Mr Tumwebaze, however, warned RDCs that he would “leave no stone unturned” in ensuring that the poor performers are punished.

Most of the RDCs Daily Monitor contacted yesterday declined to comment and referred this newspaper to the Minister for the Presidency.


Meanwhile, at the meeting, NRM flag bearers through Ms Lumumba tasked President Museveni to explain reports that he had allowed independents to contest against them. They said what the President did was tantamount to indiscipline.

However, the President said, as a party chairman he understands the party constitution and rules. He insisted that “independents and flag bearers are children of the same family”. The party, however, constituted a three-man team led by Dr Ruhakana Rugunda to interface with aggrieved independents and report to the party chairman at an appropriate time.

Responding to claims by independent presidential candidate Amama Mbabazi that some of the unopposed NRM MPs are his supporters, Ms Lumumba said: “Unless Mr Mbabazi is telling us that Mr Museveni sent him on a mission, there is no way he can claim NRM candidates.

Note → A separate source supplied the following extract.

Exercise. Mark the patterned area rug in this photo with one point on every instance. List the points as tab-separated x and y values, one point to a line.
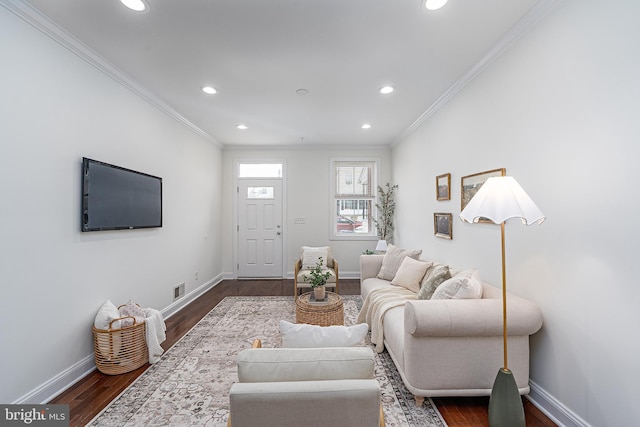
189	385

In any case, how can you be a Christian when you’re not baptised? Mr Mbabazi is just looking for media attention and we are not going to be diverted.”

What the constitution says

Article 203 of 1995 Constitution provides for the establishment of the office of the Resident District Commissioner and the roles provided for.

They are:

a) To monitor implementation of Central and Local Government services in the District.

b) To act as Chairperson of the District Security Committee

c) To carry out such other functions as may be assigned by the President or prescribed by Parliament by Law.

In addition Article 71 of the Local Government Act 1997 depicts the functions of the Resident District Commissioner as follows

• Represent the President and the Government services in the district.

• Coordinate Government services in the district.

• Aise the district chairperson on matters of a national nature that may affect the district or its plans or programmes and particularly the relations between the district and the Government.

• Monitor and inspect the activities of local governments and, where necessary, aise the chairperson.

• Carry out such other functions as may be assigned by the President or prescribed by Parliament.